Are Big Banks Using Derivatives To Suppress Bullion Prices?
Paul Craig Roberts and Dave Kranzler
We have explained on a number of occasions how the Federal Reserve’s agents, the bullion banks (principally JPMorganChase, HSBC, and Scotia) sell uncovered shorts (“naked shorts”) on the Comex (gold futures market) in order to drive down an otherwise rising price of gold. By dumping so many uncovered short contracts into the futures market, an artificial increase in “paper gold” is created, and this increase in supply drives down the price.
This manipulation works because the hedge funds, the main purchasers of the short contracts, do not intend to take delivery of the gold represented by the contracts, settling instead in cash. This means that the banks who sold the uncovered contracts are never at risk from their inability to cover contracts in gold. At any given time, the amount of gold represented by the paper gold contracts (“open interest’) can exceed the actual amount of physical gold available for delivery, a situation that does not occur in other futures markets.
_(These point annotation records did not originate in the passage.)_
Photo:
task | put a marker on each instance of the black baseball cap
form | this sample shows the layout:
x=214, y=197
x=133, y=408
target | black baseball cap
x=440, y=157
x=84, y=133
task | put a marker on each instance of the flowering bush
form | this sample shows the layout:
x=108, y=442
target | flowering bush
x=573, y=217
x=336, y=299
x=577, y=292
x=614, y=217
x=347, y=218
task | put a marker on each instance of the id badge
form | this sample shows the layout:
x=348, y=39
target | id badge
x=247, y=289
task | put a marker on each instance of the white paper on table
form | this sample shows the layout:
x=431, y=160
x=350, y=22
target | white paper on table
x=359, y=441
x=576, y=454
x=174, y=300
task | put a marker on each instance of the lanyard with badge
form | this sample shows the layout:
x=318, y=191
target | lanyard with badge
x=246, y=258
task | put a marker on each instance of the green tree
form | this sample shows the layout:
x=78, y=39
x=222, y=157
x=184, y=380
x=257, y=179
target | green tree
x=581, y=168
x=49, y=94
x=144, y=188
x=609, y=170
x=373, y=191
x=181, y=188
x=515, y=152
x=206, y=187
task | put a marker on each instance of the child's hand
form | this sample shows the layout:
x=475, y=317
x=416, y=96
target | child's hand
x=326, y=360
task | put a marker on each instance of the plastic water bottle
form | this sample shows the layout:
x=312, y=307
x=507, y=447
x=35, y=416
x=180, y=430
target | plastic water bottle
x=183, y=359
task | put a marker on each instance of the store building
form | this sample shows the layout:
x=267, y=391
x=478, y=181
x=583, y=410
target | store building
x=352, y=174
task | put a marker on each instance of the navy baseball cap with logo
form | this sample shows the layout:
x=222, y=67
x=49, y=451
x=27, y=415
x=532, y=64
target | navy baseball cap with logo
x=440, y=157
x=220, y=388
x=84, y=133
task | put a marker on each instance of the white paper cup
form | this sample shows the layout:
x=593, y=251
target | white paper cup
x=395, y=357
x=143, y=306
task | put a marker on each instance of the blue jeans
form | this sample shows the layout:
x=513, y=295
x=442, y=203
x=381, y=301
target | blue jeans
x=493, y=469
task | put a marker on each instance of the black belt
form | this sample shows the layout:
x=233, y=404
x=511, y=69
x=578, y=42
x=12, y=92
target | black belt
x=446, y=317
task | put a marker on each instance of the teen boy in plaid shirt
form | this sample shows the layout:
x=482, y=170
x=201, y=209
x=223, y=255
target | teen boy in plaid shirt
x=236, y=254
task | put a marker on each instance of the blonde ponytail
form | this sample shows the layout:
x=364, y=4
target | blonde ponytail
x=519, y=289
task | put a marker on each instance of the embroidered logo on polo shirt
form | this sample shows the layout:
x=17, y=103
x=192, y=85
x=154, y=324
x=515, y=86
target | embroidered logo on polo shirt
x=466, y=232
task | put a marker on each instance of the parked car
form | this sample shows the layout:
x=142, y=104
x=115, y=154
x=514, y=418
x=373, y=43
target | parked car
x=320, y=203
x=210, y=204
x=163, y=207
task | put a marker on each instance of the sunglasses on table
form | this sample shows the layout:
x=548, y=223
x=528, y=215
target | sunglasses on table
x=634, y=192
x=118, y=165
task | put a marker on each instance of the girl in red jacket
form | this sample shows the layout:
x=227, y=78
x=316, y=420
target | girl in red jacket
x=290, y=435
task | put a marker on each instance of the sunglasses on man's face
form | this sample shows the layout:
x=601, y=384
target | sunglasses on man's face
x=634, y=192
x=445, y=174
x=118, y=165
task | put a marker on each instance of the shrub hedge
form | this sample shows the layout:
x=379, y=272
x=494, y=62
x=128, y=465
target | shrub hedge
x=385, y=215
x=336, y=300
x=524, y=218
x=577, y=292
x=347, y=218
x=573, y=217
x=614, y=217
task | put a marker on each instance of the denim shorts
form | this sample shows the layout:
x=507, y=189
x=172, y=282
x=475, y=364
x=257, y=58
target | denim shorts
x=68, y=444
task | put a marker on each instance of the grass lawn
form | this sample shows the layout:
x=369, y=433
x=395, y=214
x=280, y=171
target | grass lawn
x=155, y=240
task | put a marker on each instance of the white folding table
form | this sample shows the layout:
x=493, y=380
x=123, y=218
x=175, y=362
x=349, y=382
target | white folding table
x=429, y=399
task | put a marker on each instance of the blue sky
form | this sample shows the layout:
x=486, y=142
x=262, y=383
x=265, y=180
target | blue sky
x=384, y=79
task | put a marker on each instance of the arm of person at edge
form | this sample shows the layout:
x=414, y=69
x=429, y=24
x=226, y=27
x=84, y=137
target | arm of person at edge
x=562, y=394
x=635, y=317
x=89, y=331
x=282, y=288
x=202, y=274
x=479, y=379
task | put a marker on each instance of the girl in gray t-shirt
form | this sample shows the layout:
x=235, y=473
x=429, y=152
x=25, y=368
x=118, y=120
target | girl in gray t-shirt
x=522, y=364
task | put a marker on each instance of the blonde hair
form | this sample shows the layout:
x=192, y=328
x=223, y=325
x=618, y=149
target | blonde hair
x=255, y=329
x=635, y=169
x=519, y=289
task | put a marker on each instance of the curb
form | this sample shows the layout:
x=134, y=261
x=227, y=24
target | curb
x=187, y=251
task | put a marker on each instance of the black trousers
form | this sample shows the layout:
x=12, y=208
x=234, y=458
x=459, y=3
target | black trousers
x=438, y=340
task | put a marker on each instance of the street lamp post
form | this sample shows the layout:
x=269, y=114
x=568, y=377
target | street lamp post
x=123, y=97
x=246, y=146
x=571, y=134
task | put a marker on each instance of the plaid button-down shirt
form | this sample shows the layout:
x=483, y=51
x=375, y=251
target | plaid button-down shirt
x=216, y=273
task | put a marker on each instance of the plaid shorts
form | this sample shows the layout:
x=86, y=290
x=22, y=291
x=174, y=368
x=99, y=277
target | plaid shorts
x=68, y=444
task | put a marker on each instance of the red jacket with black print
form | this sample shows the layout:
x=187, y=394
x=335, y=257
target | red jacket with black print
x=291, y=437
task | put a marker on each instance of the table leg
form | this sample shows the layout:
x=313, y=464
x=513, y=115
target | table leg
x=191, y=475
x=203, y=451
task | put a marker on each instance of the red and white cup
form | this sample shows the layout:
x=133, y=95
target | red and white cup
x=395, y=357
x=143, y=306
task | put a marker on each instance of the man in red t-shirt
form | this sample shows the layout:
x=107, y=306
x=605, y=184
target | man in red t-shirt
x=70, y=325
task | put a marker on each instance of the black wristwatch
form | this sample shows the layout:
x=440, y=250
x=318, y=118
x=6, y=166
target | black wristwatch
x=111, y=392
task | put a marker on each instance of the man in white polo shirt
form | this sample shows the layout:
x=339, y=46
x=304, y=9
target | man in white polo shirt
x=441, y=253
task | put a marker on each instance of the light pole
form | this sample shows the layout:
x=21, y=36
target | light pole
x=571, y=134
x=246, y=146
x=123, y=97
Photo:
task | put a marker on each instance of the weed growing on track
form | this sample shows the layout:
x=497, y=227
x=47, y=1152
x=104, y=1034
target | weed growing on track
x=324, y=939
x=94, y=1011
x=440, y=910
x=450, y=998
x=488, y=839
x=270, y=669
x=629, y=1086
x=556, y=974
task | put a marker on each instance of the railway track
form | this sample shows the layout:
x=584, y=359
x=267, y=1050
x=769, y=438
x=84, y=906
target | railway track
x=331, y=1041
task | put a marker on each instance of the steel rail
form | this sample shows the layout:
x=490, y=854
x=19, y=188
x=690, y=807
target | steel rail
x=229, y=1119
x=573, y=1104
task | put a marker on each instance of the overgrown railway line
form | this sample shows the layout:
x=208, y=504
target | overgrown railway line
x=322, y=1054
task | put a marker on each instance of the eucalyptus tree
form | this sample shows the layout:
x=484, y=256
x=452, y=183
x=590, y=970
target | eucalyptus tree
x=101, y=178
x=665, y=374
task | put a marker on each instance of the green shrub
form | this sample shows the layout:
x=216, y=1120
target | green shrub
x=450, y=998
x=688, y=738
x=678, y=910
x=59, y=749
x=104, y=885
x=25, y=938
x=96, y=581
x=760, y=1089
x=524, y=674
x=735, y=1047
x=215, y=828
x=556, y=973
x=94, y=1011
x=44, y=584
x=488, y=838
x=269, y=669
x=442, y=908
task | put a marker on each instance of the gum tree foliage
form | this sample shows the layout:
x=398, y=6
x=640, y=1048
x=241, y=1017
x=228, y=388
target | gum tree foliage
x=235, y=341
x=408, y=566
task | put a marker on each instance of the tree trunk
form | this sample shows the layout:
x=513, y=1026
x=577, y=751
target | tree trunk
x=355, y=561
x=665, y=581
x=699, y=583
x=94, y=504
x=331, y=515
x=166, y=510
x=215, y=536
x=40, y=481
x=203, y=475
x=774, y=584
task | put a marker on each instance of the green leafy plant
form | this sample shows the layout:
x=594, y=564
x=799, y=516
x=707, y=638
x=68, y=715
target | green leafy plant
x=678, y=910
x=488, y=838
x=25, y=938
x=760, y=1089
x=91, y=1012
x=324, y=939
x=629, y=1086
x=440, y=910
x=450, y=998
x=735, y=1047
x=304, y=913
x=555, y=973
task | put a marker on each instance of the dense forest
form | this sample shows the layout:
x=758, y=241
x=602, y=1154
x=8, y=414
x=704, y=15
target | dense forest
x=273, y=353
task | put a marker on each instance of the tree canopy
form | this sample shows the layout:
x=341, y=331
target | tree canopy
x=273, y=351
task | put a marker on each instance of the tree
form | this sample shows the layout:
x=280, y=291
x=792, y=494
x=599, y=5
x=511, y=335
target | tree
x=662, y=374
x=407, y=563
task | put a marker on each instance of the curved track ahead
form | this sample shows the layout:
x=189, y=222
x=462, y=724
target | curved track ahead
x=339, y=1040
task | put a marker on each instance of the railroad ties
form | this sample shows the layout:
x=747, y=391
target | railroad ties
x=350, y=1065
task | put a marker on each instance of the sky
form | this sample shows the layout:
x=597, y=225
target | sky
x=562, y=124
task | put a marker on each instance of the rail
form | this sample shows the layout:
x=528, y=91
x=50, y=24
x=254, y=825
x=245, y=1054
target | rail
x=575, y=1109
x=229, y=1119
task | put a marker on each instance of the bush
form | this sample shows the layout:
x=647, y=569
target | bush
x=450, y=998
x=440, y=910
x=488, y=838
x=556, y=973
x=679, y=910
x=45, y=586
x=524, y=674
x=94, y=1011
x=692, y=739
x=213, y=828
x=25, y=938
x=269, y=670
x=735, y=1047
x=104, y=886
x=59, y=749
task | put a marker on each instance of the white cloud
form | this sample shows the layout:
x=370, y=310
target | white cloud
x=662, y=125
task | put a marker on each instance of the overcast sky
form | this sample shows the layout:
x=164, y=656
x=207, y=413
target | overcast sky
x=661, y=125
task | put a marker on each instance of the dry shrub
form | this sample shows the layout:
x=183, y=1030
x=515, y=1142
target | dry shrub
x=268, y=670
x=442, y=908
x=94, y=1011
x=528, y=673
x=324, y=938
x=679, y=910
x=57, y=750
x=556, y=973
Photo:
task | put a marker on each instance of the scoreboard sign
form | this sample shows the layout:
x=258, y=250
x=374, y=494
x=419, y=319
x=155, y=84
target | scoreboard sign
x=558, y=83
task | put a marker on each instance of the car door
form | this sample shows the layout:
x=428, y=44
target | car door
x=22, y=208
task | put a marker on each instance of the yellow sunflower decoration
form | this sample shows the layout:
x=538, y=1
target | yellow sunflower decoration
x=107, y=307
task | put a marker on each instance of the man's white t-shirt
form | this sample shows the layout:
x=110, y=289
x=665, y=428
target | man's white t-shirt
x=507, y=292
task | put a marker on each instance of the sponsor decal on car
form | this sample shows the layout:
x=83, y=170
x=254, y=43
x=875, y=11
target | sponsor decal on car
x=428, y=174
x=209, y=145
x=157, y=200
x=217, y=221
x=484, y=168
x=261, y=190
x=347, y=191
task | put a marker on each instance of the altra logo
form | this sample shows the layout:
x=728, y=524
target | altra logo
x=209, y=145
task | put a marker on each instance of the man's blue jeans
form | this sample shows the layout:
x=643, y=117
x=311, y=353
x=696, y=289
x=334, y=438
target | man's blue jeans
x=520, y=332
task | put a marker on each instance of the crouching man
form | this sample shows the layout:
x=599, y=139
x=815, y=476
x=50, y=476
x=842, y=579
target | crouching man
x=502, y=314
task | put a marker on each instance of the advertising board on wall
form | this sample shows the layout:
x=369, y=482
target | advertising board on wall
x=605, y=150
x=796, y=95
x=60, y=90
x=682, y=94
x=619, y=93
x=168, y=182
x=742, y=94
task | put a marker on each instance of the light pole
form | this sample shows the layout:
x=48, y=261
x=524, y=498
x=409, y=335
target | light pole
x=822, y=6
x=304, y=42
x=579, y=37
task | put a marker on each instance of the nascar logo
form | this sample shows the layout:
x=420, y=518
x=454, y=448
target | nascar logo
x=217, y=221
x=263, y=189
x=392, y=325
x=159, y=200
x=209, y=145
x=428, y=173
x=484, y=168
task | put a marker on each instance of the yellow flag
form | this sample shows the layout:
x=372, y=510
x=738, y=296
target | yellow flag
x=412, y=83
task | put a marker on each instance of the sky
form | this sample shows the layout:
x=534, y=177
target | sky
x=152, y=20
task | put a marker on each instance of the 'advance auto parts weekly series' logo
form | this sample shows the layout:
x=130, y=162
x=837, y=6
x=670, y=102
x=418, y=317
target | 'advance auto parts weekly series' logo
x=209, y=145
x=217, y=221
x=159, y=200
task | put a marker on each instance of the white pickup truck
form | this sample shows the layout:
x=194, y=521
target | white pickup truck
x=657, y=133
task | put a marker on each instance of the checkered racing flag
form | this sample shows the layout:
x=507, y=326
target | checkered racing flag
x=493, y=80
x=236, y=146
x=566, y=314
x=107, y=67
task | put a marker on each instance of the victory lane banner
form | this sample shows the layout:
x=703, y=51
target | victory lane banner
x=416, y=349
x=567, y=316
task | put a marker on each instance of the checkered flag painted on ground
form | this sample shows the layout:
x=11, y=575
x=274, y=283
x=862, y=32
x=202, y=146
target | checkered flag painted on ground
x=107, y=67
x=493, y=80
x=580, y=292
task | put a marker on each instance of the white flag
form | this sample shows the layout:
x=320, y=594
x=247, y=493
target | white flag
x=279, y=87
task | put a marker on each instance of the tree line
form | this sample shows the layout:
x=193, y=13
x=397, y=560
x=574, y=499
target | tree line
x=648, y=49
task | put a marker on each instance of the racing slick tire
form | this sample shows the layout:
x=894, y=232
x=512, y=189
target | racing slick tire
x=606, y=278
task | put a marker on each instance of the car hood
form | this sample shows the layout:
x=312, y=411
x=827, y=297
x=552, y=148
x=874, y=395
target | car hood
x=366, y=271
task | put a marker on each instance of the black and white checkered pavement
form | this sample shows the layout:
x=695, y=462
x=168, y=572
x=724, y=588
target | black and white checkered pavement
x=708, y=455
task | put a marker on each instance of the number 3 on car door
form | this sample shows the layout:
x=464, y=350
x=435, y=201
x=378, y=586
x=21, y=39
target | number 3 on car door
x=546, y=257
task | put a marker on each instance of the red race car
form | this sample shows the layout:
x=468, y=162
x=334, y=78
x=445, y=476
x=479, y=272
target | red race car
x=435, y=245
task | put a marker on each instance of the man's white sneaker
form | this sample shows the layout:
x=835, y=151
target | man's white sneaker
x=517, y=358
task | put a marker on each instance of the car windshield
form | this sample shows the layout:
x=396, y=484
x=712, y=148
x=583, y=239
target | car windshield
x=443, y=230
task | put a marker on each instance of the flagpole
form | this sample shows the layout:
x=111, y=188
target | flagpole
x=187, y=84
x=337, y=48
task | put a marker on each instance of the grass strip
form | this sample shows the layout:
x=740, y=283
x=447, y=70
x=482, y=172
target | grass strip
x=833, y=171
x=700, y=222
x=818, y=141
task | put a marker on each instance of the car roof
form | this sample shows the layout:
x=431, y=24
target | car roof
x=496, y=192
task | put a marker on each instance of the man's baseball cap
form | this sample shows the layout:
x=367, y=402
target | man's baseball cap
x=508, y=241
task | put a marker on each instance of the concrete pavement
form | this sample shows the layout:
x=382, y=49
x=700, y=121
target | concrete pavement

In other words, the gold and silver futures markets are not a place where people buy and sell gold and silver. These markets are places where people speculate on price direction and where hedge funds use gold futures to hedge other bets according to the various mathematical formulas that they use. The fact that bullion prices are determined in this paper, speculative market, and not in real physical markets where people sell and acquire physical bullion, is the reason the bullion banks can drive down the price of gold and silver even though the demand for the physical metal is rising.
For example last Tuesday the US Mint announced that it was sold out of the American Eagle one ounce silver coin. It is a contradiction of the law of supply and demand that demand is high, supply is low, and the price is falling. Such an economic anomaly can only be explained by manipulation of prices in a market where supply can be created by printing paper contracts.
Obviously fraud and price manipulation are at work, but no heads roll. The Federal Reserve and US Treasury support this fraud and manipulation, because the suppression of precious metal prices protects the value and status of the US dollar as the world’s reserve currency and prevents gold and silver from fulfilling their role as the transmission mechanism that warns of developing financial and economic troubles. The suppression of the rising gold price suppresses the warning signal and permits the continuation of financial market bubbles and Washington’s ability to impose sanctions on other world powers that are disadvantaged by not being a reserve currency.
It has come to our attention that over-the-counter (OTC) derivatives also play a role in price suppression and simultaneously serve to provide long positions for the bullion banks that disguise their manipulation of prices in the futures market.
OTC derivatives are privately structured contracts created by the secretive large banks. They are a paper, or derivative, form of an underlying financial instrument or commodity. Little is known about them. Brooksley Born, the head of the Commodity Futures Trading Corporation (CFTC) during the Clinton regime said, correctly, that the derivatives needed to be regulated. However, Federal Reserve Chairman Alan Greenspan, Treasury Secretary and Deputy Secretary Robert Rubin and Lawrence Summers, and Securities and Exchange Commission (SEC) chairman Arthur Levitt, all de facto agents of the big banks, convinced Congress to prevent the CFTC from regulating OTC derivatives.
The absence of regulation means that information is not available that would indicate the purposes for which the banks use these derivatives. When JPMorgan was investigated for its short silver position on Comex, the bank convinced the CFTC that its short position on Comex was a hedge against a long position via OTC derivatives. In other words, JPMorgan used its OTC derivatives to shield its attack on the silver price in the futures market.
During 2015 the attack on bullion prices has intensified, driving the prices lower than they have been for years. During the first quarter of this year there was a huge upward spike in the quantity of precious metal derivatives.
If these were long positions hedging the banks’ Comex shorts, why did the price of gold and silver decline?
More evidence of manipulation comes from the continuing fall in the prices of gold and silver as set in paper future markets, although demand for the physical metals continues to rise even to the point that the US Mint has run out of silver coins to sell. Uncertainties arising from the Greek No vote increase systemic uncertainty. The normal response would be rising, not falling, bullion prices.
The circumstantial evidence is that the unregulated OTC derivatives in gold and silver are not really hedges to short positions in Comex but are themselves structured as an additional attack on precious metal prices.
If this supposition is correct, it indicates that seven years of bailing out the big banks that control the Federal Reserve and US Treasury at the expense of the US economy has threatened the US dollar to the extent that the dollar must be protected at all cost, including US regulatory tolerance of illegal activity to suppress gold and silver prices.